Intrigued as to how the film was received at the time, I sought out Monthly Film Bulletin and Sight and Sound. In 1984 (when the film was released) the two BFI journals were still separate publications and they had distinctly different writing cultures. MFB in May 1984 included an interview with Sally Potter by Sheila Johnson alongside a detailed and perceptive review of the film by Pam Cook.

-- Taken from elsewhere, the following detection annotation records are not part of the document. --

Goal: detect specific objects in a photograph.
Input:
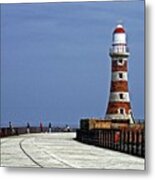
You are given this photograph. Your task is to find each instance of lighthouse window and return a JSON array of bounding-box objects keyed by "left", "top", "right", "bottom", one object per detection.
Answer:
[
  {"left": 118, "top": 59, "right": 124, "bottom": 65},
  {"left": 119, "top": 94, "right": 123, "bottom": 99},
  {"left": 119, "top": 73, "right": 123, "bottom": 79}
]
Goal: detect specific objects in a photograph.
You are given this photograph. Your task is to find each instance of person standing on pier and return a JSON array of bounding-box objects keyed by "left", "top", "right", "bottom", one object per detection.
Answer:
[
  {"left": 40, "top": 122, "right": 43, "bottom": 132},
  {"left": 26, "top": 123, "right": 30, "bottom": 133},
  {"left": 48, "top": 122, "right": 52, "bottom": 133}
]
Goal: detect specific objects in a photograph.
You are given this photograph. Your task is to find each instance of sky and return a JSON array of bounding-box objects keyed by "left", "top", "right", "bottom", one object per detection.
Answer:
[{"left": 1, "top": 0, "right": 145, "bottom": 126}]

In Sight & Sound by contrast, the film receives a mainly positive but limited ‘thumbnail review’ in the Summer 1984 issue, but earlier in the Spring issue, Jonathan Rosenbaum had reported from the Rotterdam film festival to the effect that: “Shown only in the Market, it has not yet found many defenders”. To be fair to Rosenbaum, he did write that he found the visuals “deserved applause” and the avant-garde tropes were “consistently fresh and unpredictable”. According to this 2010 review of the BFI’s DVD package of the film and Sally Potter’s shorts, Jonathan Rosenbaum has produced a new essay on the film which refers to him being “taken aback” by the reaction of Janet Maslin (then New York Times film critic) who described watching the film on its 1988 American release as “pure torture”. I have to agree with Rosenbaum. Pure pleasure was my reaction watching it now. I hope more people find the DVD. There are more films from this era to be re-discovered. I note that The Gold Diggers was released alongside another BFI-distributed film, Bette Gordon’s Variety with a script by Kathy Acker. Variety is reviewed in that same MFB issue with an interview with the director conducted by Jane Root. When was the last time two feminist filmmakers were reviewed together in this way?